DR: Could you share with us some ideas on how to bring about everyday resilience?

PG: We can talk about three kinds of resilience capacities - and we need to find ways to nurture these collective capacities in health systems. ‘Contextual’ capacities refer to relations within and outside of health systems. ‘Cognitive’ capacities are ways in which we think, for example- about problem-solving, and ‘behavioural’ capacities are the practices we adopt to solve the problems we perceive.

Within these capacities, it is the building of relationships that is important. We need to establish spaces for what we call “collective sense-making”, where people can come together in teams and think about how to address problems. Being positive around problems and also thinking you can make a difference is important. Sometimes tackling dysfunctional behaviours and even large organisational culture elements that restrain change is also important.

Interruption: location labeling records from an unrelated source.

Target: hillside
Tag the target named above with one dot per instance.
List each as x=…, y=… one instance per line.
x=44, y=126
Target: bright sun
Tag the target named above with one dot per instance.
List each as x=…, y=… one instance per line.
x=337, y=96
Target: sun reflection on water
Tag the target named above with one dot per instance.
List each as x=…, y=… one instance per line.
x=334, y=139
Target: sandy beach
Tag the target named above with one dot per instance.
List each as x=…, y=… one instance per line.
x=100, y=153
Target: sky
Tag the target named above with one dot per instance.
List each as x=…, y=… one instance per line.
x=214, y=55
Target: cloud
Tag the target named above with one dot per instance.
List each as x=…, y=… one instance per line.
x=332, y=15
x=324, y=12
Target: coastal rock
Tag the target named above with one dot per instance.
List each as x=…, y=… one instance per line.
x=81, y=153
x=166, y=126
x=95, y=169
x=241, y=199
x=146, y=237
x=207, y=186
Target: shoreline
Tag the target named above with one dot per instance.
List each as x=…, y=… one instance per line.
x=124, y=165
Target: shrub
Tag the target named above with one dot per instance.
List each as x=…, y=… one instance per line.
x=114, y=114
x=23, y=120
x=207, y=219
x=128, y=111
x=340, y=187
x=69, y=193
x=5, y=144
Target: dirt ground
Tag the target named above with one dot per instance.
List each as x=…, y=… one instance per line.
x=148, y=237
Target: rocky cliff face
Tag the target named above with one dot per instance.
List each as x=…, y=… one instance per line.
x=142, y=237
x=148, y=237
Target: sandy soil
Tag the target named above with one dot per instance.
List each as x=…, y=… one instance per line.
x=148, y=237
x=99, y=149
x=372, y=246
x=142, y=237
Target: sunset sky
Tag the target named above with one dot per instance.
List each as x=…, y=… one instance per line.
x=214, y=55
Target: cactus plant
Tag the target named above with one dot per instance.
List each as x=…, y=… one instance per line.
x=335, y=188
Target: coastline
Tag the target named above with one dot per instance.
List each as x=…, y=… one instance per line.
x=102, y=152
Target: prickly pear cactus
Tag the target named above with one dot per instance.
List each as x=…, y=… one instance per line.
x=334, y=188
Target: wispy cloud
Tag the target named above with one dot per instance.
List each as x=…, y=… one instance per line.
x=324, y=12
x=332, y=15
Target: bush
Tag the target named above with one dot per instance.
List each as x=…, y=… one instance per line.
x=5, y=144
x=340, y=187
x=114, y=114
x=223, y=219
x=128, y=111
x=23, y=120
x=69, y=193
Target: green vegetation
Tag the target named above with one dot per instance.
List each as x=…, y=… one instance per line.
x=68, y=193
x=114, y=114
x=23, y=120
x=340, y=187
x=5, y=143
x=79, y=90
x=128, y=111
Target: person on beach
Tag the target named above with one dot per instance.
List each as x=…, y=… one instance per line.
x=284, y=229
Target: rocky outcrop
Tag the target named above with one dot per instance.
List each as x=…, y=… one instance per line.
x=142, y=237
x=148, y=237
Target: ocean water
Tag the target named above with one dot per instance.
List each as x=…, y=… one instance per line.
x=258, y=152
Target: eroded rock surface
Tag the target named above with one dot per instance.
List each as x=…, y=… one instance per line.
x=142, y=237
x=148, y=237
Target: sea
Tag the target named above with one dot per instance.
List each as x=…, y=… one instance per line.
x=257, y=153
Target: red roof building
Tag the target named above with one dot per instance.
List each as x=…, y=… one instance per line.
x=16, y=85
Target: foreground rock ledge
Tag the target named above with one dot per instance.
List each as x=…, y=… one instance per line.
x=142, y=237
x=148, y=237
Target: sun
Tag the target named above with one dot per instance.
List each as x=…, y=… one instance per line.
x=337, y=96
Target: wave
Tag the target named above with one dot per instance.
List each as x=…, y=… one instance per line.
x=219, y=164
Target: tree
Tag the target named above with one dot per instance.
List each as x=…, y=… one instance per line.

In our recent work in Cape Town, we have found that the simple act of changing the way routine meetings were organised and managed in health systems allowed frontline managers to come together, share experiences and take collective decisions. This enabled better service delivery. So even small changes in the way things get done can have long-term impact.

DR: Many frontline community health workers work in highly bureaucratic systems and they are also the last rung in the power hierarchy. Can resilience concepts help us engage with these power dynamics better?

PG: I think there is definitely a risk that power dynamics are overlooked in resilience thinking, and that existing power dynamics do lead to what we call ‘maladaptive emergence’ – a response to stress that can lead to undesirable outcomes, including inequality. But, so far, we have not explicitly thought through how the idea of everyday resilience addresses power dynamics.

However, I think starting with the idea that it is important to develop the system capacities to nurture resilience allows active consideration of how to tackle power asymmetries. For example, these capacities require thinking about who is involved in decision-making processes, what knowledge and experience those processes draw on, how those processes enable and encourage collective sensemaking or meaning making. Such thinking helps to understand how power plays out in health systems.

DR: Any last take-home messages for us on community health workers and resilience?

PG: Community Health Workers are the critical frontline in so many system responses to health shocks. But they should not be left to absorb the shocks by themselves. They must, as a critical first step, be brought into the processes of system decision-making because they have unique wisdom and knowledge - they should influence that decision-making. Their power to speak and act must be supported and enabled.

Professor Lucy Gilson is Head of the Division of Health Policy and Systems at the University of Cape Town and Faculty at the London School of Hygiene and Tropical Medicine.

Dr. Sudha Ramani consults on projects pertaining to health policy and systems research at Oxford Policy Management in India.